2. Designer granola bars. Those cheap Nature Valley ones? Bitch, please. Plus, have you ever tried to eat one in the car? You will end up wearing more crumbs than a high chair at Golden Corral. These days, it’s all about Kind, Think Thin, Go Raw, etc. They’ll run you anywhere from $1.50 to $4+ a pop (or $37 if you’re at the airport). Start throwing a bunch into your basket at the grocery store and you’ll be sure to overdraft your checking account. But you’ll never go hangry whilst sitting in traffic.
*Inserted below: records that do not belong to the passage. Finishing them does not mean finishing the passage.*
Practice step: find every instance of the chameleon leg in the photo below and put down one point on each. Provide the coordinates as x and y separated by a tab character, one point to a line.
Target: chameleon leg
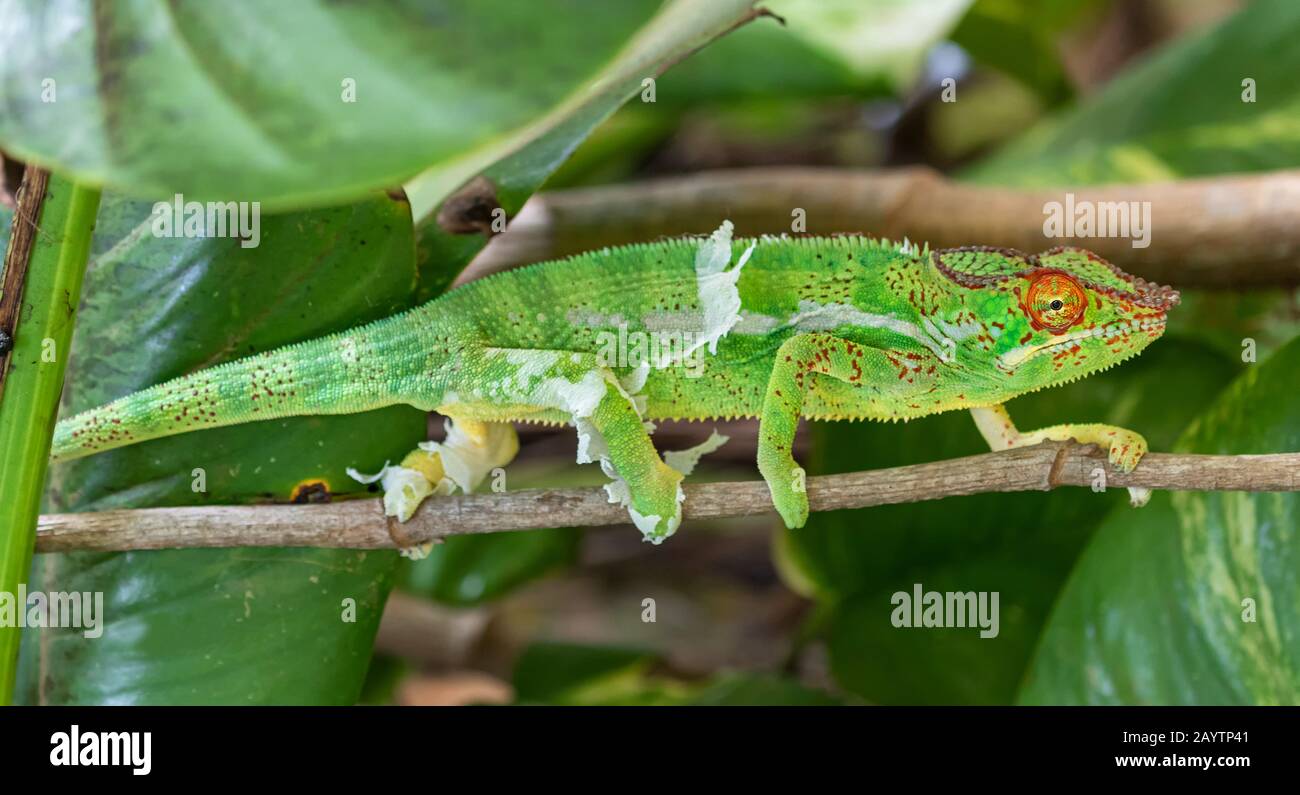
609	425
463	460
783	404
1125	447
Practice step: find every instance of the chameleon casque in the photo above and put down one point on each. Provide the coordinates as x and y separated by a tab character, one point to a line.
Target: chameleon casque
610	342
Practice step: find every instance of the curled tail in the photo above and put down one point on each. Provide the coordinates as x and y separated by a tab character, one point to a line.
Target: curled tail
351	372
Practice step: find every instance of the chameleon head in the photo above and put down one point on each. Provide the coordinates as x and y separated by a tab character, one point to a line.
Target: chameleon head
1064	313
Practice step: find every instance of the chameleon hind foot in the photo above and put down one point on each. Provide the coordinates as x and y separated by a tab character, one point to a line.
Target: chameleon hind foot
463	460
1125	448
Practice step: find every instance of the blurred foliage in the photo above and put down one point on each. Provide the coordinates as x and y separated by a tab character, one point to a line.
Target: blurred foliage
1022	546
1177	113
1195	602
1022	40
577	674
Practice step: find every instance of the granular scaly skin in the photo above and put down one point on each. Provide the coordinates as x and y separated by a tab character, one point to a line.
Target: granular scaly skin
701	329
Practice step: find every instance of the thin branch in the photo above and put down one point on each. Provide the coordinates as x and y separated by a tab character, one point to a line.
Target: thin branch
1240	230
22	237
359	524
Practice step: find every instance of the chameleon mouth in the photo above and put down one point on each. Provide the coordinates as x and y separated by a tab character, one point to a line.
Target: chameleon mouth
1017	356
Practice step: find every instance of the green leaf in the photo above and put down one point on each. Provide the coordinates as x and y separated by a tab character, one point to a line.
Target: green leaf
471	569
885	38
579	674
759	690
251	99
40	329
224	626
1157	612
1019	544
583	674
1179	113
1021	39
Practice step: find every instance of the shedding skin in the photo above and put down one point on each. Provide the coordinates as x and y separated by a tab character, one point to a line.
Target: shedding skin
614	340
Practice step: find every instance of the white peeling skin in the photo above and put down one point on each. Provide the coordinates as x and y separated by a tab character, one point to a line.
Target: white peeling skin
403	489
467	461
716	289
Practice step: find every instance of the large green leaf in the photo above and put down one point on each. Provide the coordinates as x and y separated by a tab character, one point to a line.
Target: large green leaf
1179	113
250	100
1157	612
1021	546
258	625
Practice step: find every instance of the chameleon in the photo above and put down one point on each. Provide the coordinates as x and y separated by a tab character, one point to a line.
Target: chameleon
709	328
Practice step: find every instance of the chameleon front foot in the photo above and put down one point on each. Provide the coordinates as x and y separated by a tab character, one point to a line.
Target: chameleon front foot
785	481
1125	448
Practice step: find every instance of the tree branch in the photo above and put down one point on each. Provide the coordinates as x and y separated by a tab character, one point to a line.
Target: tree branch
359	524
1239	230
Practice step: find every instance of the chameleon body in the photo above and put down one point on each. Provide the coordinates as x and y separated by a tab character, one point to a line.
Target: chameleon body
700	329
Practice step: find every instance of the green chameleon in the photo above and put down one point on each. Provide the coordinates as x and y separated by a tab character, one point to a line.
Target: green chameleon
612	340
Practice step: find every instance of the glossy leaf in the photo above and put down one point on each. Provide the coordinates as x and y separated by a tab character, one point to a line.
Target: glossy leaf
307	101
234	626
1019	544
1196	600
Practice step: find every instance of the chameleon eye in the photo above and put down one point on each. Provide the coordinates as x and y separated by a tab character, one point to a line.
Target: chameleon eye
1056	302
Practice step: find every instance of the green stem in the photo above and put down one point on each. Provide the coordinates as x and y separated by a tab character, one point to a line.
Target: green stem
29	403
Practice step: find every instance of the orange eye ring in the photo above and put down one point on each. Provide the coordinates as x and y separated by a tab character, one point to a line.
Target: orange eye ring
1056	302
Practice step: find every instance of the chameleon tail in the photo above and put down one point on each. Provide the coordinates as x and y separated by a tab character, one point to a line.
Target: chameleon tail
337	374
1. Kale. I do like kale (as long as it’s been fully massaged so it’s not like a shrub going down my esophagus), but I decided to let my old’ pal Nikky weigh in on this one: “I see Kale is on the up-and-up as plenty of people out there are pretending to like it. I’ve had kale once; it was a hybrid of Bermuda grass and construction paper. I tried it another time with a sauce, which tasted like a yellow Triaminic. It is simply an awful thing and healthy people will tell you otherwise; however, my healthiest friends usually smell the worst. There are plenty of other delicious green things to eat. Do that instead.”